For the past four years I have been a stay-at-home mom.  When I stayed home with my first, I only managed to do it for two years.  I went back to work, and we moved back into the city.  Then she came along, and I decided to try it again.  Maybe this time it would be different.  I had no idea what to expect. 

The first time we lived way out of the city, and I was lonely.  Honestly, I think he was too.  He was turning three, and he needed to have that interaction.  I tried to keep him busy, but there were days that it just seemed impossible.  We would walk for hours and count the rabbits, look under rocks, and search for someone to talk to.  He would push his yellow and blue truck so far and fast that at night his legs would ache.  I had a wonderful play group who kept my sanity, but we would only meet once a week.  The worst part was we lived so far from each other.  During the beautiful months, we would go to the zoo.   I would take him to the library which was a half hour long, but there were not people there who I wanted to be friends with.  We would grocery shop, go to the gym, and every Wednesday we would eat pizza at Costco.  My husband worked long hours, and the days never seemed to end. 

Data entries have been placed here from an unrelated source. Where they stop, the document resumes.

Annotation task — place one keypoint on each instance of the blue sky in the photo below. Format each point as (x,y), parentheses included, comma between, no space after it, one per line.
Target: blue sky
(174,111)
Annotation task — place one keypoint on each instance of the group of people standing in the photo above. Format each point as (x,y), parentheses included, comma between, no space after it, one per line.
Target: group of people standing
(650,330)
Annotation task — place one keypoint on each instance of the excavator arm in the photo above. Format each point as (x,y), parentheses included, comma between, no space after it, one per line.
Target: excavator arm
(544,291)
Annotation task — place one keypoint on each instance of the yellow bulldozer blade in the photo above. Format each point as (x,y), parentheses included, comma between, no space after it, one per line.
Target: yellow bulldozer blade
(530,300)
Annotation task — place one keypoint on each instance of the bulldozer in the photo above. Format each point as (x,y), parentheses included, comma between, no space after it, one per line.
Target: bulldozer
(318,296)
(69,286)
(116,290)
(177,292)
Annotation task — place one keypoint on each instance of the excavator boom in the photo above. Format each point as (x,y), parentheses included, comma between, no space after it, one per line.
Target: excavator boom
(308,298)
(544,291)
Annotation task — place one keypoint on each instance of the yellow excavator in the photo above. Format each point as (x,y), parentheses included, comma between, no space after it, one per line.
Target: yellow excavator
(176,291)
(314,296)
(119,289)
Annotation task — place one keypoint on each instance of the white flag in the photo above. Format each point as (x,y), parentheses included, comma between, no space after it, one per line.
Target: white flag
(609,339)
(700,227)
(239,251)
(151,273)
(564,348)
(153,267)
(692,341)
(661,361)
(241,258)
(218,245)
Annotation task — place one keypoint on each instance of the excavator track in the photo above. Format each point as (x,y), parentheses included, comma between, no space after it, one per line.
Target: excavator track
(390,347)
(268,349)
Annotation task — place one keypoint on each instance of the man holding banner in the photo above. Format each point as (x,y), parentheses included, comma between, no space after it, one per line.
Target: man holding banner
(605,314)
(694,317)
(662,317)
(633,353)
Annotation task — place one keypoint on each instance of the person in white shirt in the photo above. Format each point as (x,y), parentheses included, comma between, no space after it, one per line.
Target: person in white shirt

Now the days seem to go so fast.  This time my experience has been totally different.  We still go to the gym and Costco, but it seems as if with two, there is never enough time for anything.  I have a wonderful set of friends who we do play dates with quite often.  We trade days and dates and meet at the park.  A few have moved farther away, but I still have them to count on.  This has been a much happier staying-at-home experience for me.  I have friends and places close by.  I do work from home now and that does take a few hours out of my day.  Yet, I feel as though I have missed out on some of the little things.  How have I managed to do that?  How have I not taken her to the zoo as many times as I did him?  How do we not do the library?  Then I realize that our friends, mine and hers, have allowed us to have great play dates without having to go far.  This time I wasn't the only one searching friends out; this time they found us… and what a great blessing they have been.   



I feel as though every moment is taken up with laundry and dishes and just plain picking up toys and Legos and doing homework.  Now I am looking for a position for the next school year and wondering, how in the world is it all going to fit into one day?  It will have to, but she is ready for a full day of friends and learning, and I think I am too.    

Thursday, March 31, 2011

Spring in the Desert




The desert in spring has to be one of the most beautiful places to be.  I know many of you would argue, but it is all I have ever known.  The rain blowing across the desert is one of the most beautiful sights, and the smell of the creosote bush is something that I love.  For me, it is the smell of comfort.   I wish they could bottle it or make it into a beautiful candle.   And I have to admit that the lightning storms during the summer are the best...especially in Tucson.  The way it echoes off of the mountains.  The way it shakes the whole house, and the best storms are those that just make me want to sit on my back porch and soak it all in. 



The problem with loving the spring is that it never seems to stay long enough for a great visit.  And summer in the desert is just....well... miserable. 

Dear Spring,

Please stay a little longer this year.  I am so not ready to visit with Summer, but if she must come, please let her bring lots of rain and beautiful and bright lightning.